Was aber, wenn sich in Deutschland lebende Juden um eine Zunahme des Antisemitismus fürchten und Josef Schuster vom Zentralrat der Juden eine Obergrenze für die Aufnahme fordert? „Die Besorgnisse gerade auf Seiten jüdischer Menschen, die hier wohnen, sind da und mehr als berechtigt, die Übergriffe haben ja zugenommen, auch in Paris waren – bei allen Anschlägen dieses Jahr – jüdische Einrichtungen betroffen“, sagt Welzer. Aus Fehlern der Vergangenheit müsse man eben lernen, trotzdem sei die Einwanderung nach Deutschland eine Erfolgsgeschichte.
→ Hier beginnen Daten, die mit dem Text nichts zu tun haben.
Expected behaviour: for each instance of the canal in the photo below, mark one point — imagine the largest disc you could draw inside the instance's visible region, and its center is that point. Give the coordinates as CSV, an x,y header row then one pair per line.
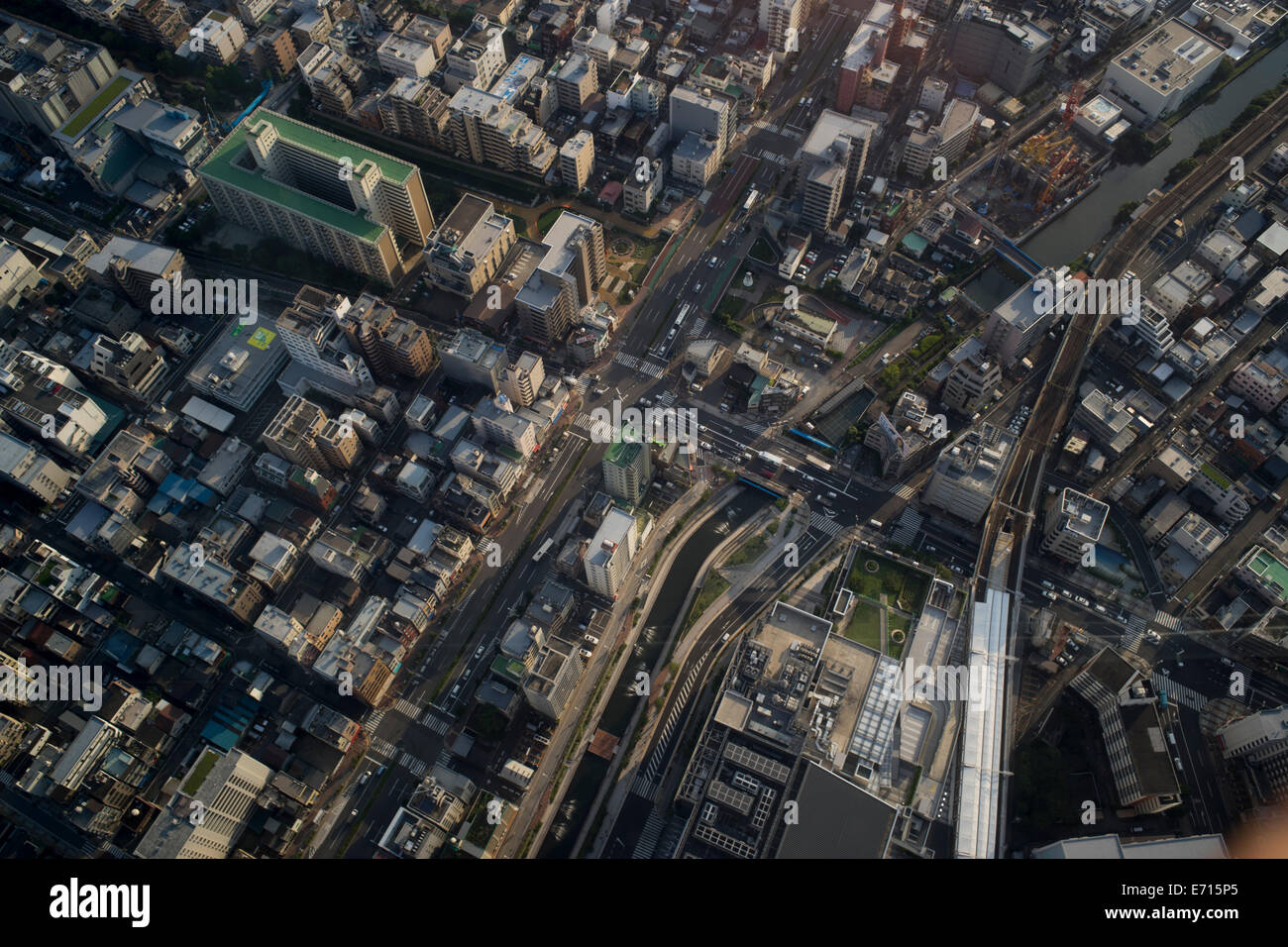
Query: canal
x,y
1090,219
648,648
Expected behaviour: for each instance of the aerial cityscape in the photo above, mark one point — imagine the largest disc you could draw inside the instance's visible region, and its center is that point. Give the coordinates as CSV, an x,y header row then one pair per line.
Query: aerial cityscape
x,y
643,429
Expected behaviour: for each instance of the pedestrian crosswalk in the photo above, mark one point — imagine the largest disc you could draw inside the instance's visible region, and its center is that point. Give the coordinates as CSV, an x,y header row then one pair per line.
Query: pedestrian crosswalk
x,y
407,709
1179,693
907,527
825,526
413,764
647,843
436,723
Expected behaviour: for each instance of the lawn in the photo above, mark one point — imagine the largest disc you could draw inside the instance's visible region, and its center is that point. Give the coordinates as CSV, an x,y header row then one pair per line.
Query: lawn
x,y
906,587
866,625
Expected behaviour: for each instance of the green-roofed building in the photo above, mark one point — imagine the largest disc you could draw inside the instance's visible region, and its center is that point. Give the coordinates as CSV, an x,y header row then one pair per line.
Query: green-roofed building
x,y
627,470
360,209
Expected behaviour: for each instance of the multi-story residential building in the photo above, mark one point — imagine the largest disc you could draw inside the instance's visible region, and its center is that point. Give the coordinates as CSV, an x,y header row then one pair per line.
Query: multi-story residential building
x,y
51,75
967,472
696,158
578,159
1150,78
1001,48
638,196
1016,325
973,379
162,22
703,112
292,434
46,399
469,247
1073,526
335,80
406,55
947,141
785,22
25,467
227,788
1261,381
218,37
475,359
413,108
610,553
522,381
487,129
627,471
393,346
576,80
310,330
477,58
832,159
1260,742
567,277
357,208
214,579
129,367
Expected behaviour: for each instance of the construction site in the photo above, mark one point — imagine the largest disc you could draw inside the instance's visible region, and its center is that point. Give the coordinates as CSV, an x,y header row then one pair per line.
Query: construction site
x,y
1029,183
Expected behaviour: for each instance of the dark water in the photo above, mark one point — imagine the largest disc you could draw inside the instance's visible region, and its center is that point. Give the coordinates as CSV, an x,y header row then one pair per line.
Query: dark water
x,y
1090,219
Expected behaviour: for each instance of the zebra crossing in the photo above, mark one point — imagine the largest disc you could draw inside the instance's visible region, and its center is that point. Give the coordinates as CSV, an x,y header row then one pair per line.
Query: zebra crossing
x,y
647,844
436,723
907,527
407,709
1179,693
413,764
828,527
645,367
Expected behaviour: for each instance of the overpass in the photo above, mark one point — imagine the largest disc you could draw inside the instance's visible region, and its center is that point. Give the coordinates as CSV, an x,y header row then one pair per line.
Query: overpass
x,y
1000,567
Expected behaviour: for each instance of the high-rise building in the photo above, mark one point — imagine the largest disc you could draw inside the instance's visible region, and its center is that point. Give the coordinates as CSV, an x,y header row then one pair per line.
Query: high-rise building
x,y
967,472
357,208
1260,741
469,247
487,129
413,108
610,553
1073,522
578,159
627,471
1003,48
522,381
785,22
567,278
224,787
832,159
50,75
704,112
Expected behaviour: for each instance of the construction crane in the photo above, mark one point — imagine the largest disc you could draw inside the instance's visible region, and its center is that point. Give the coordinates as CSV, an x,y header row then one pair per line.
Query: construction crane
x,y
1048,191
1070,105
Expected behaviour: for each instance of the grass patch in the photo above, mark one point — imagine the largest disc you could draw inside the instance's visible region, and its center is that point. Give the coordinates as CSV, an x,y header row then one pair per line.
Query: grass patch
x,y
864,625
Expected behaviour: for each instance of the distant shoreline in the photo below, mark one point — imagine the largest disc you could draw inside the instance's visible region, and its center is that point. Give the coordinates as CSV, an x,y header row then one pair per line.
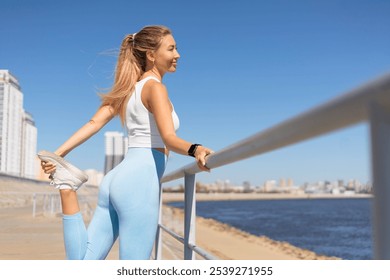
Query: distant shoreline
x,y
174,197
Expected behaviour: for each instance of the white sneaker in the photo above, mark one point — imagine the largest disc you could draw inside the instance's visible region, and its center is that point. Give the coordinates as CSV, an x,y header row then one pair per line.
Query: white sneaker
x,y
66,176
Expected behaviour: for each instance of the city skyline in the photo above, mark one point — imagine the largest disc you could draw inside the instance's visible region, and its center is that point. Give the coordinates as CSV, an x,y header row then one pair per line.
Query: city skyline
x,y
244,67
18,134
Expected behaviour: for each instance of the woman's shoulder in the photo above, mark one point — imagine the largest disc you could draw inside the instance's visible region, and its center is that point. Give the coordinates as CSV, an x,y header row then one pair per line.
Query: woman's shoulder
x,y
154,87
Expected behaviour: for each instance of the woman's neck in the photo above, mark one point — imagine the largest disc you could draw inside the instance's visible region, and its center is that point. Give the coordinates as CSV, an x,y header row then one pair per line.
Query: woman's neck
x,y
152,72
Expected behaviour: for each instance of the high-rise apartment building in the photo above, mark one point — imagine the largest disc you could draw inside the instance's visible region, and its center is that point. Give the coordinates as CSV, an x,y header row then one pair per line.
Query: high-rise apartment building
x,y
116,147
29,144
18,135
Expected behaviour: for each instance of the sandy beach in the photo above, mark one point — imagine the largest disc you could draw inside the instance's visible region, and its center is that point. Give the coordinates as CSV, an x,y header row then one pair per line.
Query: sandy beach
x,y
24,237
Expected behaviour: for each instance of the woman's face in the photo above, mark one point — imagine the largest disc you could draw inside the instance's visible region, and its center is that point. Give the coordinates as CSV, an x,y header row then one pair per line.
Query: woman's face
x,y
166,55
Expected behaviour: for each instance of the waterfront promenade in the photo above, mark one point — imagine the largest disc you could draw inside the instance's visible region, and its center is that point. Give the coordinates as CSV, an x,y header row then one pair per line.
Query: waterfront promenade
x,y
24,237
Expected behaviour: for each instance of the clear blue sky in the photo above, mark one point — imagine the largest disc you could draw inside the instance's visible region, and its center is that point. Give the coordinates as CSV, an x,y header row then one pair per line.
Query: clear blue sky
x,y
245,66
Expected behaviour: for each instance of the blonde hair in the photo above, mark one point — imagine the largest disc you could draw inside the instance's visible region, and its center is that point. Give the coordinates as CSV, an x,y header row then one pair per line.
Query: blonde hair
x,y
131,65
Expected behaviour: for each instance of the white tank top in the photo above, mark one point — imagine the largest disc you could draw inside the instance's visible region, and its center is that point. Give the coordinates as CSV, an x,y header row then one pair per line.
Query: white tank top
x,y
140,123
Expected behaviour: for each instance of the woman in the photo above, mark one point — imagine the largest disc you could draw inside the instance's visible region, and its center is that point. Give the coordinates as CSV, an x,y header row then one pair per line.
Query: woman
x,y
128,197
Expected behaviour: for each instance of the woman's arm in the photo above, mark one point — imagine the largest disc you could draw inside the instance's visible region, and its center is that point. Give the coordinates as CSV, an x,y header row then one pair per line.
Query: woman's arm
x,y
158,103
101,118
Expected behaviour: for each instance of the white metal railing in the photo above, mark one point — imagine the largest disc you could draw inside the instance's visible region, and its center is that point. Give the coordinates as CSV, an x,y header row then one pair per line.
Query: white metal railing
x,y
370,102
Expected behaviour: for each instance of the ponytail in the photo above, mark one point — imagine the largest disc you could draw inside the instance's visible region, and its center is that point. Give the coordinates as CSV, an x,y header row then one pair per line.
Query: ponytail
x,y
127,73
131,65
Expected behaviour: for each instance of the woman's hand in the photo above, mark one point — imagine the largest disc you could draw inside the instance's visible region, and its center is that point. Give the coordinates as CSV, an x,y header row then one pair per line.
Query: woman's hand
x,y
200,155
48,167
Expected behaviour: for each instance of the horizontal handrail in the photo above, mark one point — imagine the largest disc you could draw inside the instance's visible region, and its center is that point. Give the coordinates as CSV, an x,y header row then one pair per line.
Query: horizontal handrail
x,y
172,233
345,110
370,102
197,249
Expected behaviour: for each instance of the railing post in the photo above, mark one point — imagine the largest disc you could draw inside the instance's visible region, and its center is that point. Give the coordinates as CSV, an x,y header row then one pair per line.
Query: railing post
x,y
158,241
189,215
34,204
380,145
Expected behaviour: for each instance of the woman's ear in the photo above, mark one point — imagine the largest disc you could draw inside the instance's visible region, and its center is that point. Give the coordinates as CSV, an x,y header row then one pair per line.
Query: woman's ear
x,y
150,55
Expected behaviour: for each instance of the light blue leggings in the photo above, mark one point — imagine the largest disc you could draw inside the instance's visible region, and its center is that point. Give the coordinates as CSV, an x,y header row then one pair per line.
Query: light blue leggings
x,y
128,207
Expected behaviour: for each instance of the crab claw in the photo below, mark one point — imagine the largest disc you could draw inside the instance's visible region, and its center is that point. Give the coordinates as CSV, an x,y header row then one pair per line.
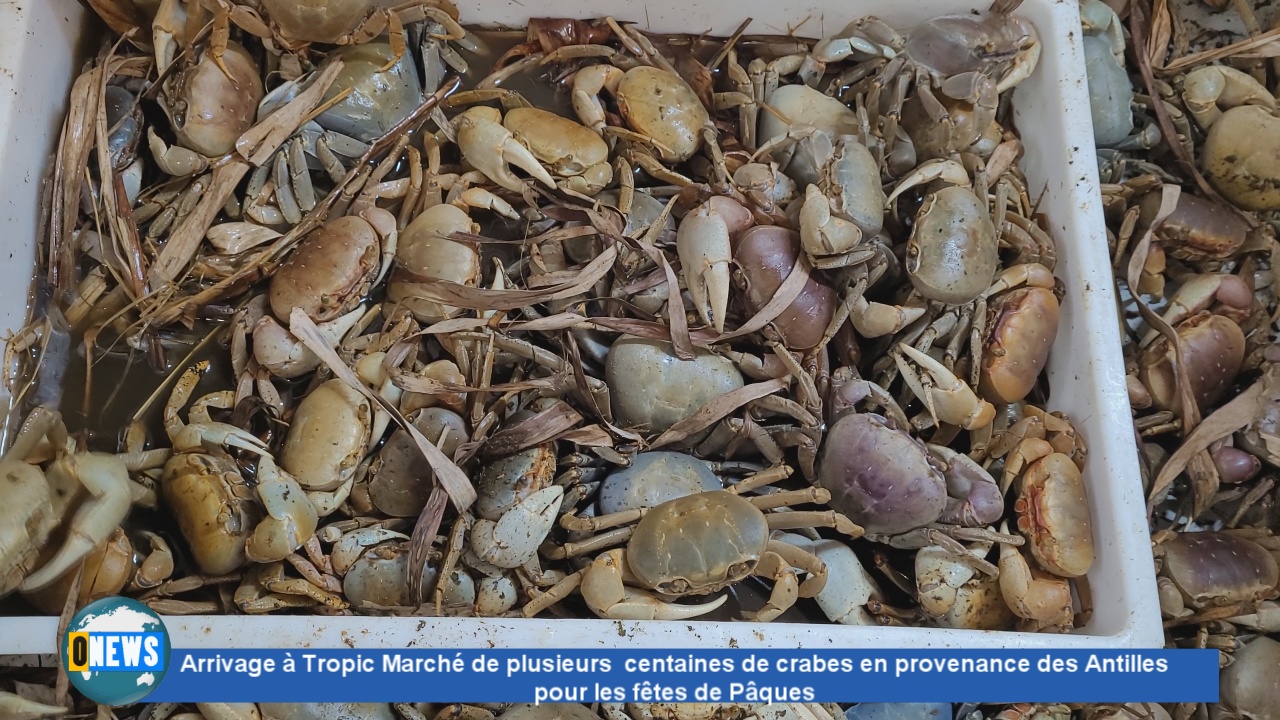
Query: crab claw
x,y
876,319
490,147
821,232
705,251
110,497
192,437
949,171
513,540
291,518
606,595
284,355
947,397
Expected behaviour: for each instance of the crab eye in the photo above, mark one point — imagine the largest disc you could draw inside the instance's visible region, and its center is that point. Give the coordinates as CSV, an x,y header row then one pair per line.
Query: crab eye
x,y
679,586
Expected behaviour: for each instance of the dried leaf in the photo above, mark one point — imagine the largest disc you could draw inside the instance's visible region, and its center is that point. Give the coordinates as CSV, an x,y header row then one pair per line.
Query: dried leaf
x,y
1166,123
455,482
560,418
1266,45
420,542
122,17
1161,31
479,299
718,409
676,317
1224,422
233,238
260,142
410,382
778,304
590,436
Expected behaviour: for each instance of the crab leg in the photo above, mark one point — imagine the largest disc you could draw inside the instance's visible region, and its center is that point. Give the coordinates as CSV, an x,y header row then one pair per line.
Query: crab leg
x,y
786,587
607,596
291,518
950,400
108,483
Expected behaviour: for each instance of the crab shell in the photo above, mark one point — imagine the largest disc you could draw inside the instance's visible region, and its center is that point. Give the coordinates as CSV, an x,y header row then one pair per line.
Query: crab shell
x,y
968,121
654,478
329,272
1239,158
400,481
952,254
215,509
426,251
1214,352
211,110
510,479
1214,569
106,570
1197,229
1020,333
653,388
766,255
1054,514
328,436
698,545
566,147
661,105
881,478
376,100
318,21
1251,683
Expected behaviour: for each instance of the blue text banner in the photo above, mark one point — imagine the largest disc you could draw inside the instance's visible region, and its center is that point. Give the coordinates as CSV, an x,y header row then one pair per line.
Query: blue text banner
x,y
689,675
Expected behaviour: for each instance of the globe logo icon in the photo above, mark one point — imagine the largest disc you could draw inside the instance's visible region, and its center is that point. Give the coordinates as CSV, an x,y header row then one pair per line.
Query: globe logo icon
x,y
115,651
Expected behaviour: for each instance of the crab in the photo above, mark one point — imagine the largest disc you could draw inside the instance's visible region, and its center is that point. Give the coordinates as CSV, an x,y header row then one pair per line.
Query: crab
x,y
695,546
1212,572
225,522
36,501
575,155
1052,506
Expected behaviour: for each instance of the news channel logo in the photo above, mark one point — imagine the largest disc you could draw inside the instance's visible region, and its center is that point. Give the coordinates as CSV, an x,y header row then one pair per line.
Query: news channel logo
x,y
117,651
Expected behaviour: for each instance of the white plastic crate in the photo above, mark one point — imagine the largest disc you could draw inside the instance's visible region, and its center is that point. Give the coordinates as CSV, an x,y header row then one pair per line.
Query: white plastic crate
x,y
39,40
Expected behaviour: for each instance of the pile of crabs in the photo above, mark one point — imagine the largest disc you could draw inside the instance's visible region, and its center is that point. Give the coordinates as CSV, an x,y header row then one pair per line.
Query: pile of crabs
x,y
1185,127
580,320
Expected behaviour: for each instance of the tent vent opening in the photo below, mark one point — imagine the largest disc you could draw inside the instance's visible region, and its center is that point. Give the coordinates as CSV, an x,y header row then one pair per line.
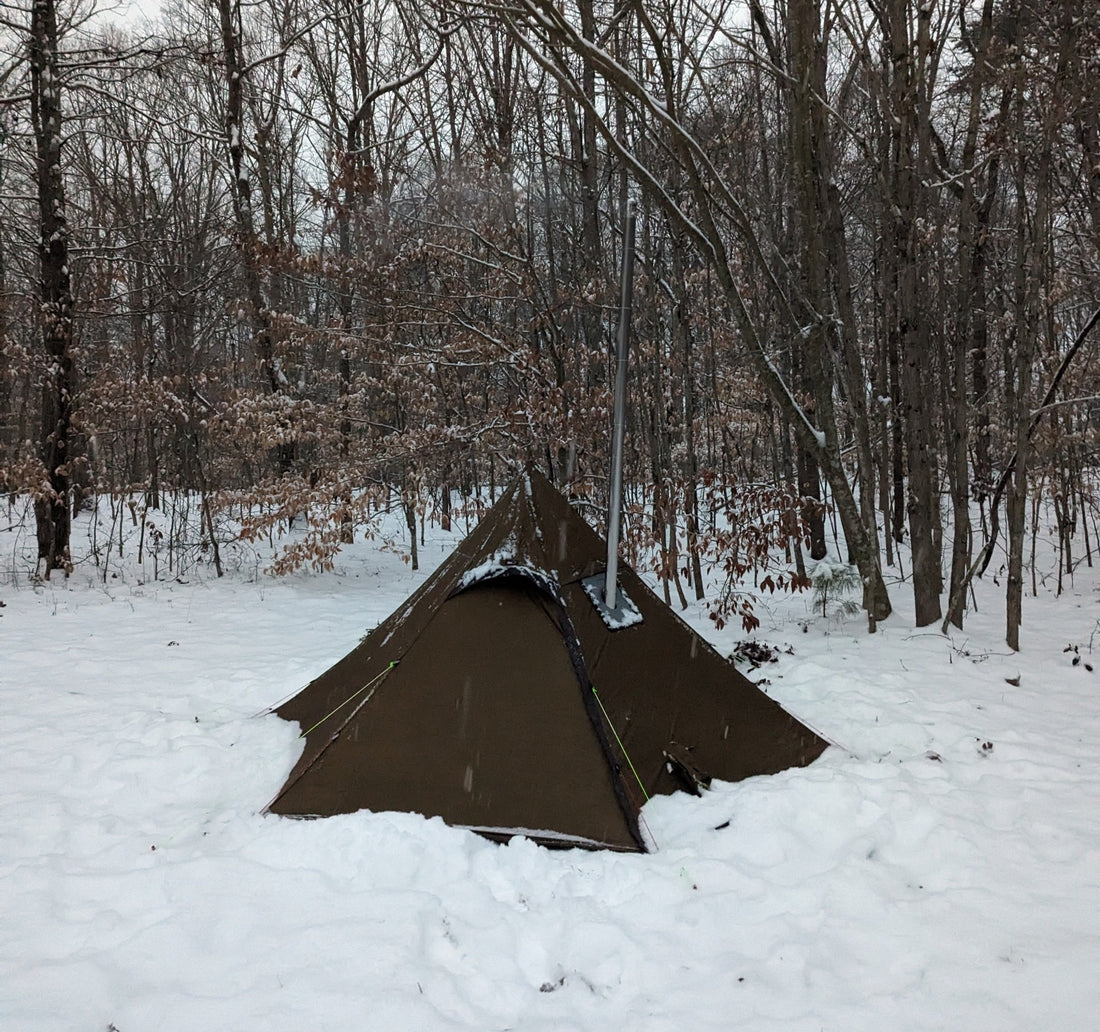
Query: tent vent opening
x,y
624,613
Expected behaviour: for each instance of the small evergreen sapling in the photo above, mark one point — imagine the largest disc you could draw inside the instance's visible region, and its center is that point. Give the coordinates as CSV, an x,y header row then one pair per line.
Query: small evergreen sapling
x,y
833,582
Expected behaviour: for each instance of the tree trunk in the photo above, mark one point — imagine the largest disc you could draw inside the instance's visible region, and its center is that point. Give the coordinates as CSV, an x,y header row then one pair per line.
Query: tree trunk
x,y
52,508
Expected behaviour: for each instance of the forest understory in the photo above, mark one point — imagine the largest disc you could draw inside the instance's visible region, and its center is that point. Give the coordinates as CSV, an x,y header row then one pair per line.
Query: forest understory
x,y
271,269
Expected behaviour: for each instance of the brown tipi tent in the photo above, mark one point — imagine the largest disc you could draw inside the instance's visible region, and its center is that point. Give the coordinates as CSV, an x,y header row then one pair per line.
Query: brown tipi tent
x,y
499,699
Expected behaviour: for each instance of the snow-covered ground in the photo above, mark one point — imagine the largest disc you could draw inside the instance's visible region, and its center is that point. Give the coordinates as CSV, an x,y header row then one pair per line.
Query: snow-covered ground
x,y
939,869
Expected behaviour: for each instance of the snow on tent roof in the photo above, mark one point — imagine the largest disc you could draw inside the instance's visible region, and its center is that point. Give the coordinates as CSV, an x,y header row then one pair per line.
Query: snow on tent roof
x,y
498,699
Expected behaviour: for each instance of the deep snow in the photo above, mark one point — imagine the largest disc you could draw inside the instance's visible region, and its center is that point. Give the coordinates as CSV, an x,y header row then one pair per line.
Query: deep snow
x,y
939,869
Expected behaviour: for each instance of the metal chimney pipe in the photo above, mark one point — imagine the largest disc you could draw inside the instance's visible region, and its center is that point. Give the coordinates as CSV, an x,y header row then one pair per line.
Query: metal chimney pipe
x,y
615,503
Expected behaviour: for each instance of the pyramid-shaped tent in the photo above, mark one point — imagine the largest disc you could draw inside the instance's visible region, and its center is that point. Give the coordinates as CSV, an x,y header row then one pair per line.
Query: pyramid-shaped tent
x,y
499,699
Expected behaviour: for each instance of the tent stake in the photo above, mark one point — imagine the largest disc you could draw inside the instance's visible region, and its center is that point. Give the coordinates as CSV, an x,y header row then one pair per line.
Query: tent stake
x,y
615,503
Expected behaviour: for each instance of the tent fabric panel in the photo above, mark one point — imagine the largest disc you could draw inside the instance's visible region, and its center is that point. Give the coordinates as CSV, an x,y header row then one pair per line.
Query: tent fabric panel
x,y
461,731
662,684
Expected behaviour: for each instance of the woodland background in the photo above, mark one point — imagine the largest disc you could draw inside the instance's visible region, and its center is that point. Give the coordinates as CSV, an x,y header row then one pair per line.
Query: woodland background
x,y
283,262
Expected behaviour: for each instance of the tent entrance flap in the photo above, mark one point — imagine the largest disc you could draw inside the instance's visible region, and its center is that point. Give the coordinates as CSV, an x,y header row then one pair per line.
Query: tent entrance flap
x,y
623,614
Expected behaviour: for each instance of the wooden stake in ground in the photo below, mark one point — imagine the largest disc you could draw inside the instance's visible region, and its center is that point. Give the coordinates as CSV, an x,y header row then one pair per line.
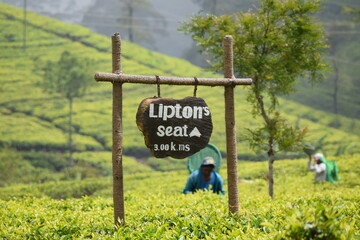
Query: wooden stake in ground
x,y
118,78
118,189
231,150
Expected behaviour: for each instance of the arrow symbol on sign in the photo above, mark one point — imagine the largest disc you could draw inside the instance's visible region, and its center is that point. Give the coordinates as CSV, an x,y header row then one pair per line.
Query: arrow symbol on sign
x,y
195,132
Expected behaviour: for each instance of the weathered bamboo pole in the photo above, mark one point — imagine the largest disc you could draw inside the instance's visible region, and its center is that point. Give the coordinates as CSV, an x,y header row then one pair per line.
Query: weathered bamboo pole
x,y
118,190
126,78
230,128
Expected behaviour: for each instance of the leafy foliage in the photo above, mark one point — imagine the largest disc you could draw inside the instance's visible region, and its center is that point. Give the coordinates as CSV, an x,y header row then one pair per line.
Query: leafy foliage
x,y
35,123
275,45
155,208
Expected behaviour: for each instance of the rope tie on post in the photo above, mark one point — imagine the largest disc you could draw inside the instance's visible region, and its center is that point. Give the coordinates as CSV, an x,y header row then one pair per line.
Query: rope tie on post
x,y
158,84
232,83
195,85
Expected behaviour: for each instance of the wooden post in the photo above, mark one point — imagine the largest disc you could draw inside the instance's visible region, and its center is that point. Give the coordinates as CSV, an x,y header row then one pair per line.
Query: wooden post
x,y
230,128
118,190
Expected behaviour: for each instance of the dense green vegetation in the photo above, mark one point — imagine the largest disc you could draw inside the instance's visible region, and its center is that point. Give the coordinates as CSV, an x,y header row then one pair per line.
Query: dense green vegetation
x,y
42,198
35,123
155,207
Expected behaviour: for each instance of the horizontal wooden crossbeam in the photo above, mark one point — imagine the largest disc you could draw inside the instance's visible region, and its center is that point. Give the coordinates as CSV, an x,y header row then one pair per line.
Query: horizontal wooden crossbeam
x,y
126,78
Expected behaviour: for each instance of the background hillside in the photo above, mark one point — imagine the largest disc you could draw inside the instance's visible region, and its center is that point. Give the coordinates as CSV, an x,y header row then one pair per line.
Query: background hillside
x,y
35,123
157,22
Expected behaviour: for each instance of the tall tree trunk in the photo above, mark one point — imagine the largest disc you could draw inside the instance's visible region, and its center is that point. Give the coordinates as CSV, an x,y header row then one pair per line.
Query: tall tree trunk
x,y
131,27
336,86
271,159
24,25
214,7
269,125
71,162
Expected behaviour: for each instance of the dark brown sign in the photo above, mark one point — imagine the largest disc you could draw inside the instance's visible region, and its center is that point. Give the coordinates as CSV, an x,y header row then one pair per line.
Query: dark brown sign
x,y
174,127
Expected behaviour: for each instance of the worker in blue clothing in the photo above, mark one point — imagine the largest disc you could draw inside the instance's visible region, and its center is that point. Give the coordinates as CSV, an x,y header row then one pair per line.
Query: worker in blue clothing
x,y
205,178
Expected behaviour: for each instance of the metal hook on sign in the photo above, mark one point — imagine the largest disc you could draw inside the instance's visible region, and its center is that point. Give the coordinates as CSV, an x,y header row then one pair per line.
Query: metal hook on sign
x,y
195,86
158,84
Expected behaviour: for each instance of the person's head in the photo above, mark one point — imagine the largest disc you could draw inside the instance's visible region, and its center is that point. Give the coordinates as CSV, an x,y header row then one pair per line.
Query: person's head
x,y
207,166
318,157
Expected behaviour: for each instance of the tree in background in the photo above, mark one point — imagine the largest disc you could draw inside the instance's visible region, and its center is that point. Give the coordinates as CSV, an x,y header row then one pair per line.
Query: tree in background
x,y
274,44
69,78
132,18
355,12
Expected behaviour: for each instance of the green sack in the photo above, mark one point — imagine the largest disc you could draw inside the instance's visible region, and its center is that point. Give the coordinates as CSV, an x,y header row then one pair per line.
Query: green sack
x,y
195,160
Daneben, sagt Christopher Hanf vom Hans Otto Theater, herrsche einfach viel Unwissen, es kursierten teils abenteuerliche Gerüchte – „auch in der Mitte der Gesellschaft“, so Hanf. „Ein Freund erzählte mir von einer Frauenärztin, die ihm gesagt hätte, in einer Flüchtlingsunterkunft würden jede Nacht 40 Frauen vergewaltigt.“ Hanf konnte sich das nicht vorstellen, rief bei der Frauenärztin dort an – und fand heraus: Es gibt überhaupt keine validen Zahlen dazu. „Sowas schürt Ängste – die geflüchteten Männer, die ich aber kennengelernt habe, waren in keinster Weise frauenfeindlich, ich kann davon nichts bestätigen.“ Hanf kann sich bei dem Thema in Rage reden. Weil es ihm um ein paar grundsätzliche Dinge geht. Um Solidarität nämlich, und Humanität. „Wenn wir sagen, das sind unsere Werte – dann muss uns das auch etwas kosten, dann müssen wir finanzielle Mittel in die Hand nehmen – wenn wir nicht Tausende Menschen an den Grenzen erfrieren und krepieren lassen wollen.“

Klar, sagt Hanf, empfinde man jetzt tiefe Trauer und teile den Schmerz mit Frankreich. Wenn man aber Menschen nicht in zwei Klassen unterteilen wolle, müsse man dieselbe Trauer aufbringen für die Tausenden, die im Mittelmeer ertrinken. Oder eben versuchen, diesen Verzweifelten zu helfen. Zudem dürfe man nicht vergessen, dass diese Menschen schon in ihren Heimatländern eben deshalb in Konflikt mit den Diktaturen gekommen seien, weil sie von Demokratie und Freiheit träumen, weil sie eben dieselben Werte teilen.

Die Debatte „Welches Land wollen wir sein? findet am Freitagabend ab 19 Uhr in der Reithalle des Hans Otto Theaters, Schiffbauergasse, statt.